What these three factors can lead to, Chopra said, is a sort of “MagicBand” of data, like Disney World uses. “We opt to disclose our data, our GPS signal,” Chopra said, “to broadcast where we are. What we get is seamless user experience.” Translating this model to healthcare, he said, could do a lot of good. “Take a patient using home healthcare today,” Chopra said. “The nurse may have no clue what happened in last interaction. No one knows anything. The risk of a suboptimal experience is higher.

What this MagicBand will give us, he said, is a feedback loop. “You need information to create a more thoughtful response,” Chopra said. “And then, the next time someone like that patient shows up, I know how to treat them. We have these feedback loops at Amazon–why don’t we have them in healthcare?”

TechRepublic caught up with Chopra after the talk for a few follow-up questions.

How far in the future do you believe your vision will become a reality?

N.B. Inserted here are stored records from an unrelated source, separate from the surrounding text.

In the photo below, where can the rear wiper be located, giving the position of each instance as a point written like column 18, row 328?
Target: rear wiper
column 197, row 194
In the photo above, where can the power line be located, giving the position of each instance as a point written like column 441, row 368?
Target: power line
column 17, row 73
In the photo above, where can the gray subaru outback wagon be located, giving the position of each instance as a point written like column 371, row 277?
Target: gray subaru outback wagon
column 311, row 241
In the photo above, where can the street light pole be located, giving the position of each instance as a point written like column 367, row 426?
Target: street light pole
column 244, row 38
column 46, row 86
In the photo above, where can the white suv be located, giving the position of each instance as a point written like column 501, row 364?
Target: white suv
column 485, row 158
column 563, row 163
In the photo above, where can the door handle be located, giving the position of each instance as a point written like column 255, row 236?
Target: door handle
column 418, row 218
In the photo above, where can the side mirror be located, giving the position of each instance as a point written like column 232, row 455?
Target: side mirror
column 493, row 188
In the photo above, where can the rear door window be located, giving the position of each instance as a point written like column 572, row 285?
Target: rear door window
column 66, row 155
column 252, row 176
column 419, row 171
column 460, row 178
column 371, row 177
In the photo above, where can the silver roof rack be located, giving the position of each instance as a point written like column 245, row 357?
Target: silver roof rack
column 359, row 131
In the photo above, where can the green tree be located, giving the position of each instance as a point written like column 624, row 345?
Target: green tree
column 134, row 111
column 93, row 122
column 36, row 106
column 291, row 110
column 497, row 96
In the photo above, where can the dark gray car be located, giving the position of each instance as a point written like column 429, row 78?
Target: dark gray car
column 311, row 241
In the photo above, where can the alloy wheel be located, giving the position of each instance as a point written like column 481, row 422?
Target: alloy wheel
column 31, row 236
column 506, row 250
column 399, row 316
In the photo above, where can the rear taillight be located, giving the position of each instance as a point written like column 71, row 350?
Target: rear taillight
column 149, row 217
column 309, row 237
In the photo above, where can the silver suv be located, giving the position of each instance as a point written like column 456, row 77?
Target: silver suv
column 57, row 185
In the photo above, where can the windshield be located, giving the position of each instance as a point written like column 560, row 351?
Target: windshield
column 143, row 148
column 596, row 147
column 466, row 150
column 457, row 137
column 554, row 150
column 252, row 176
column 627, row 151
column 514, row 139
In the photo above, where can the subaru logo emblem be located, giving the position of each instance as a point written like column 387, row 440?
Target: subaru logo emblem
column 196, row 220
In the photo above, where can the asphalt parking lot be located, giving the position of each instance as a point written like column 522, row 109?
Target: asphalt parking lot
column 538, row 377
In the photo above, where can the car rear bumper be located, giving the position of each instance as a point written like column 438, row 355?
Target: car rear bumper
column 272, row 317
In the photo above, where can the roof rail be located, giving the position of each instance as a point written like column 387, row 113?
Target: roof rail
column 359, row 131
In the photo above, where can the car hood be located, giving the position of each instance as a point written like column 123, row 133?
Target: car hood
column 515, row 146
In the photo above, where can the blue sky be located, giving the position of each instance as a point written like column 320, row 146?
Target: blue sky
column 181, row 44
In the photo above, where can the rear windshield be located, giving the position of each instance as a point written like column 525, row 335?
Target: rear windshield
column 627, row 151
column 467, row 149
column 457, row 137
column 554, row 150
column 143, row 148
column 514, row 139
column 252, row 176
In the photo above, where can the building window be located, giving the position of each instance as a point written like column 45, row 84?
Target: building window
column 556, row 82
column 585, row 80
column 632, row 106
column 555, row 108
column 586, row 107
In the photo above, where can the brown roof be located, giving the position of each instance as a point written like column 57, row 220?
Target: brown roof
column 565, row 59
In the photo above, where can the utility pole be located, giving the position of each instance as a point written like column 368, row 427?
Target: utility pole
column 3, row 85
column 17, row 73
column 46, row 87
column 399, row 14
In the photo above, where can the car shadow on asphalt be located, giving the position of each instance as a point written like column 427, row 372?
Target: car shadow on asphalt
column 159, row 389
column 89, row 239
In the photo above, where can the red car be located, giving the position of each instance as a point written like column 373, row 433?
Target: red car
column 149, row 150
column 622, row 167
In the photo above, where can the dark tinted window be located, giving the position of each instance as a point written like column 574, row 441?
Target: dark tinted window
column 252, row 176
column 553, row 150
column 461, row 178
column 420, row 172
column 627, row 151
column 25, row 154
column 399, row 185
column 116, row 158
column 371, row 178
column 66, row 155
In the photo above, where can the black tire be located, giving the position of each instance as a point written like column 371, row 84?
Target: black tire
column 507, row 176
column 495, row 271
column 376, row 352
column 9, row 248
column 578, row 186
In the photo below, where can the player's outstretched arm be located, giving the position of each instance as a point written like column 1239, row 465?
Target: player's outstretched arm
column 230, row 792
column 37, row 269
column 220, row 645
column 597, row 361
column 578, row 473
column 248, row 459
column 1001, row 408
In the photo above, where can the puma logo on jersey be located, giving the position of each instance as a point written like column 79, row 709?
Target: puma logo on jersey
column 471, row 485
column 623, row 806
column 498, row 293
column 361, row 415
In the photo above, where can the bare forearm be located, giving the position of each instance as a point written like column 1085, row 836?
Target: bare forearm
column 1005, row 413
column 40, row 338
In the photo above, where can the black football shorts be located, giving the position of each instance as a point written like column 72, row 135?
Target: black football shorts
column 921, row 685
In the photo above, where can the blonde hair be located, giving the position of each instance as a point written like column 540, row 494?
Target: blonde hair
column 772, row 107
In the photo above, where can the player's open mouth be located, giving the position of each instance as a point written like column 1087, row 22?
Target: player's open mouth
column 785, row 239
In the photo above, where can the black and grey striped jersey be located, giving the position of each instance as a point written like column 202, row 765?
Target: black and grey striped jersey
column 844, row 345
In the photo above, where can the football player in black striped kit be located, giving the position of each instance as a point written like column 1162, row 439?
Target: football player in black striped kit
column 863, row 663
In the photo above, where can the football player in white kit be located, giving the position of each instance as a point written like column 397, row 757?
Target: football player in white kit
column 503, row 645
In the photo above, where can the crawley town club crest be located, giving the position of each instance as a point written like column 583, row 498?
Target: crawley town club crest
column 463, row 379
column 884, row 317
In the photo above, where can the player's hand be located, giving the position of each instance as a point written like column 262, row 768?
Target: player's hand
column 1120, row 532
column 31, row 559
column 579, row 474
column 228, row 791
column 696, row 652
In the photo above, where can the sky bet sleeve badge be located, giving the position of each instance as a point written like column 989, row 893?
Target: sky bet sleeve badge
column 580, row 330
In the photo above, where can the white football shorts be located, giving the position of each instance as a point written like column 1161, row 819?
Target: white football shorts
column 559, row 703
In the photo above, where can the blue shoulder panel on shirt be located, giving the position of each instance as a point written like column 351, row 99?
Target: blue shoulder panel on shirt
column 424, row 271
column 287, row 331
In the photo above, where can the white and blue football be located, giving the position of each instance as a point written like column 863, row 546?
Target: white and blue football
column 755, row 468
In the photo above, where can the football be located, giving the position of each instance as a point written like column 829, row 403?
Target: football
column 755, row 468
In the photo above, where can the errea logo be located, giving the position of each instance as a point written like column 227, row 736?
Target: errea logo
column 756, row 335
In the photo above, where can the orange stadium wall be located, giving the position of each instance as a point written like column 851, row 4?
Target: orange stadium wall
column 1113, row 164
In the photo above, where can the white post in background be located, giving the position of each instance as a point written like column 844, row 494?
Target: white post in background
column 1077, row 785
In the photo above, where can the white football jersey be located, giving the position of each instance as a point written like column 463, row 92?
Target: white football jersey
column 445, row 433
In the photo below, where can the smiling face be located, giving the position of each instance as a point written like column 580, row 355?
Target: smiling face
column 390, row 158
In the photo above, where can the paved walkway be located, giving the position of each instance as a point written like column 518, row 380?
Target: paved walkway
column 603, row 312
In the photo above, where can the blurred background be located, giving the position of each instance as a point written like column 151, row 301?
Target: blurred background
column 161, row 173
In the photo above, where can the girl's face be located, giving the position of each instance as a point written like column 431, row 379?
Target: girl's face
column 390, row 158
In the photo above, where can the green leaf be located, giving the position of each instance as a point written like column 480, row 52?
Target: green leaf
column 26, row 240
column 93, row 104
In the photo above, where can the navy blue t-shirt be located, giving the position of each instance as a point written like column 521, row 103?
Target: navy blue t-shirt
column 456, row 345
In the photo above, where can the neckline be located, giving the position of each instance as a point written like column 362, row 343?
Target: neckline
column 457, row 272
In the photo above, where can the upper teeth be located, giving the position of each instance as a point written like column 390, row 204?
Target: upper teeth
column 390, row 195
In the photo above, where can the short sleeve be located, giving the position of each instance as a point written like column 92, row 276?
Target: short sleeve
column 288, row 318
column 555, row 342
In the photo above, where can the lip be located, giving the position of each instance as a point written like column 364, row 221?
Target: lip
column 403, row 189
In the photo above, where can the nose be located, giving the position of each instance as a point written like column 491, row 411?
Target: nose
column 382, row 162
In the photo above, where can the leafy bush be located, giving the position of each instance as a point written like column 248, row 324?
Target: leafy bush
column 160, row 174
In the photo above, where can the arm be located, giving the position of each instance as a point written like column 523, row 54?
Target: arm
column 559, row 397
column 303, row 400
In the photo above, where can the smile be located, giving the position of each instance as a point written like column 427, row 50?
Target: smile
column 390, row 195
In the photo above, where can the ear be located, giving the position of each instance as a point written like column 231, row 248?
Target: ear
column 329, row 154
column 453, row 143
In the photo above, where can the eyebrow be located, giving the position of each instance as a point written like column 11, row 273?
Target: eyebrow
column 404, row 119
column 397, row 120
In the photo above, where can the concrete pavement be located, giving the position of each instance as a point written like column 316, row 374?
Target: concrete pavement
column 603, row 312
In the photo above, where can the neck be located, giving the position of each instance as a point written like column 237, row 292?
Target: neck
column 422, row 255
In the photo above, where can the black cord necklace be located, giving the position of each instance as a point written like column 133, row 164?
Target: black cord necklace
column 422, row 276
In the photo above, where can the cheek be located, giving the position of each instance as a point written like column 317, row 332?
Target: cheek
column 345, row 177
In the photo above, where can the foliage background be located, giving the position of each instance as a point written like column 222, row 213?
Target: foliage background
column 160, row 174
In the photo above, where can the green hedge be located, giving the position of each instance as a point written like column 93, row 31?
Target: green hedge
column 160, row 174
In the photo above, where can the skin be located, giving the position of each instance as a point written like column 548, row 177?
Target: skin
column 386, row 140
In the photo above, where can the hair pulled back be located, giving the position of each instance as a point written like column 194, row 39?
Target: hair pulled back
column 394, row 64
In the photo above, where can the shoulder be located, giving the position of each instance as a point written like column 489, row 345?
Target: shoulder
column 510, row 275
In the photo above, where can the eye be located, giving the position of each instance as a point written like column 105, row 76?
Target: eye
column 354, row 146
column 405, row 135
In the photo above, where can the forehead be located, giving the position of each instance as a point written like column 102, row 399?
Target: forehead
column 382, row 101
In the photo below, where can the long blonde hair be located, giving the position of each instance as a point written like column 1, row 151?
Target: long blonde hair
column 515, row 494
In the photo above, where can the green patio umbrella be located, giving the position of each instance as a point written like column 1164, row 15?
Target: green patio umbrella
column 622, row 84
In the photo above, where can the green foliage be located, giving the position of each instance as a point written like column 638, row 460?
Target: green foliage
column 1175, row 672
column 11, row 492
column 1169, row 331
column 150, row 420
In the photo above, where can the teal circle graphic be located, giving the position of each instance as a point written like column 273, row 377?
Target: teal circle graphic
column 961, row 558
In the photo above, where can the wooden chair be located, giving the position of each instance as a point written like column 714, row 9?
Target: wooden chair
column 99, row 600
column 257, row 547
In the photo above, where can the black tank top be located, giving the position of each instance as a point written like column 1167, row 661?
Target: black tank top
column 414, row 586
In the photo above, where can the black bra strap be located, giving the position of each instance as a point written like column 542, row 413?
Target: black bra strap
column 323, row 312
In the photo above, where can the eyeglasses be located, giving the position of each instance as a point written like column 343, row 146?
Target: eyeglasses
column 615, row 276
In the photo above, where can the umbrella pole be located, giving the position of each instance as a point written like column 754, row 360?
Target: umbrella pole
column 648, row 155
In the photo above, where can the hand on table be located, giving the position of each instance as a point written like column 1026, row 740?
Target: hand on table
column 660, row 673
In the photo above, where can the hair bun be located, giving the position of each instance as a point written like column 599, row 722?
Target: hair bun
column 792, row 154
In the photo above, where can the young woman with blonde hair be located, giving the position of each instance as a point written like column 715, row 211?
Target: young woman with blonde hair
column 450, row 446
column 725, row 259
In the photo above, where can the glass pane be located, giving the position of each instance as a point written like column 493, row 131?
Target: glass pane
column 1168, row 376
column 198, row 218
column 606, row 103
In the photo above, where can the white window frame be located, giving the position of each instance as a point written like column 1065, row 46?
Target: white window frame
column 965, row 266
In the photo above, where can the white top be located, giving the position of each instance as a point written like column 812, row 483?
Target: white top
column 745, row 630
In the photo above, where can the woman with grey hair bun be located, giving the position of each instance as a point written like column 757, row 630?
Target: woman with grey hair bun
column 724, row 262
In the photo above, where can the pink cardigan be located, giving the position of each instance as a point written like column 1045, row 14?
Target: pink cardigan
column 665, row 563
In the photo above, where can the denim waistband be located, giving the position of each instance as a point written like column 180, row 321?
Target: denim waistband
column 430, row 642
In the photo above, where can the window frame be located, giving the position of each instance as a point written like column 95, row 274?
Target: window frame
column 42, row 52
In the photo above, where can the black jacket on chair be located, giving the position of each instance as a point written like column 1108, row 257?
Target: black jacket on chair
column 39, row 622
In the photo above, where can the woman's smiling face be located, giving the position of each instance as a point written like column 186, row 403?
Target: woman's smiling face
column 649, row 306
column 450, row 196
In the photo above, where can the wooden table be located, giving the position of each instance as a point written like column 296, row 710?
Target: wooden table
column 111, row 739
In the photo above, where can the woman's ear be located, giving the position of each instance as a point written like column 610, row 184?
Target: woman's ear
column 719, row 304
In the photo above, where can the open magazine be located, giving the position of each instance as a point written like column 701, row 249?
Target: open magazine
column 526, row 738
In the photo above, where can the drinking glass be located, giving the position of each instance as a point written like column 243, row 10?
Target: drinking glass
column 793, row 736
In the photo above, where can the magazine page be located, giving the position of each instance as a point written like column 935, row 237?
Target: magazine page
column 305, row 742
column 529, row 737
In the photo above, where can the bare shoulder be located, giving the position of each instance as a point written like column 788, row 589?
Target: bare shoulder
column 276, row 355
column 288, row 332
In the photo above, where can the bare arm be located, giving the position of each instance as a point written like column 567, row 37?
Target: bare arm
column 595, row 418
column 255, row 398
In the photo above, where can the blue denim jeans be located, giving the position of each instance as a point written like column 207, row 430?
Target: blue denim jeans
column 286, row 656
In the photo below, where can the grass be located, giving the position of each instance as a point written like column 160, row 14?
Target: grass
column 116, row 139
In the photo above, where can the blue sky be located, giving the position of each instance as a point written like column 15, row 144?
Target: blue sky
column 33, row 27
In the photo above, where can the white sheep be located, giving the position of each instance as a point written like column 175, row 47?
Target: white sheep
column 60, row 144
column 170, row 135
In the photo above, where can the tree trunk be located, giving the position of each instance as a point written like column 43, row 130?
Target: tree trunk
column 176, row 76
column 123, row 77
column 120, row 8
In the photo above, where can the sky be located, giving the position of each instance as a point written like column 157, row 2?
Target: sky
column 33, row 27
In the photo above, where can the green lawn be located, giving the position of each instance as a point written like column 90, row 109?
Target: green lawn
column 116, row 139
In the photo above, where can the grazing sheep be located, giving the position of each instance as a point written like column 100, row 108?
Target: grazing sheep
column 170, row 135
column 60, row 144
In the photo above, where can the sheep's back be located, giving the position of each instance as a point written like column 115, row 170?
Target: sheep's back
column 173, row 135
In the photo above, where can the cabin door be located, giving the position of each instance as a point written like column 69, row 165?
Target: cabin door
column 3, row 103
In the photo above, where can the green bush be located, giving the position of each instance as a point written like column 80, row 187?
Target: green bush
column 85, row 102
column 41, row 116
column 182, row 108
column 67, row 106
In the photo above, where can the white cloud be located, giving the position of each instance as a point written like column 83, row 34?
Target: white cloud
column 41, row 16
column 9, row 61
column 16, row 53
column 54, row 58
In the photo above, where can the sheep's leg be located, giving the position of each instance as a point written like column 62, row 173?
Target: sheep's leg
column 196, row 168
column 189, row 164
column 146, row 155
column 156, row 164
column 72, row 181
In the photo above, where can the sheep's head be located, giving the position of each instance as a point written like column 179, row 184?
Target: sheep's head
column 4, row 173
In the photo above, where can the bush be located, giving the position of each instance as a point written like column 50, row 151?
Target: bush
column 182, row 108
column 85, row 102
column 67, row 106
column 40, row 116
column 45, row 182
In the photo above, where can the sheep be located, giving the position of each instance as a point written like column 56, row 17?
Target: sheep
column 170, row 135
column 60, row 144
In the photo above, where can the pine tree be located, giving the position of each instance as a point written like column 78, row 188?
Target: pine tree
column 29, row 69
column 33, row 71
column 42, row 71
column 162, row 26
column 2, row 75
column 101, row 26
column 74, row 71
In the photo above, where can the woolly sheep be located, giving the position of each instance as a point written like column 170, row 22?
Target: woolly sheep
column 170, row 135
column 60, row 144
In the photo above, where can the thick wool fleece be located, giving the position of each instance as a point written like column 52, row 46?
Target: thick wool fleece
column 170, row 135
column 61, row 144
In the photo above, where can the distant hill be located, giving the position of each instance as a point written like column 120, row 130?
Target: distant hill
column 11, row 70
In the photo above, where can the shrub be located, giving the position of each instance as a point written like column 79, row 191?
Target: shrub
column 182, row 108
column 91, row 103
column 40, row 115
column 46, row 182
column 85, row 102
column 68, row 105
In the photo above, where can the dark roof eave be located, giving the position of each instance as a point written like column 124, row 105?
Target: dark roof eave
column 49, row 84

It’s being tested right now. It’s the idea of an industry open standard, an API that a patient can use. It’s designing the user experience and testing if these standards works. “I want the patient’s blood pressure, meds list, demographics list. How do i connect to the database?” We are testing the underlying plumbing. Under the meaningful use requirements, they have to be in production by 2018.

Will the “information fiduciary” only be for the wealthiest patients?

I think it’ll be cut both ways. It’ll be less about wealth and more about need. If you’re a really sick patient where the estimated expenditure will be north of 15, 20, 30K, an organization responsible for your care may invest in this. today we have nurse case managers that are clinically-driven. This is a data manager. The nurse may be 1 for 100 patients and this may be 1 for 500.

How can you manage stitching together the data that is currently in silos?

I visit hospital, they treat me, I’m discharged, I’m stable. A week later, whether I pick up my drug or not is not stored in the hospital database. If the hospital is worried about re-admission, they should know if I picked up my medicine. But today that information is siloed. Generally speaking, when you try to move information from one organization to the next, you need the patient’s consent. I think the cleanest way to do that is that the hospital asks the patient for their “valet key” so they can find out from the pharmacy whether the medication is picked up. Instead, right now, we rely on convoluted methods to get that data out.

Do you have any concerns about how this data will be used?

Of course. That’s why the fiduciary regulation is so critical. I think there should be an industry code of conduct that’s enforceable by the Federal Trade Commision so that these fiduciaries pledge to treat people in the right way and violating the pledge is punishable. If you look at the stock market and brokers, they’re under these obligations. If your stock broker puts you in a Ponzi Scheme without you knowing, they get sued.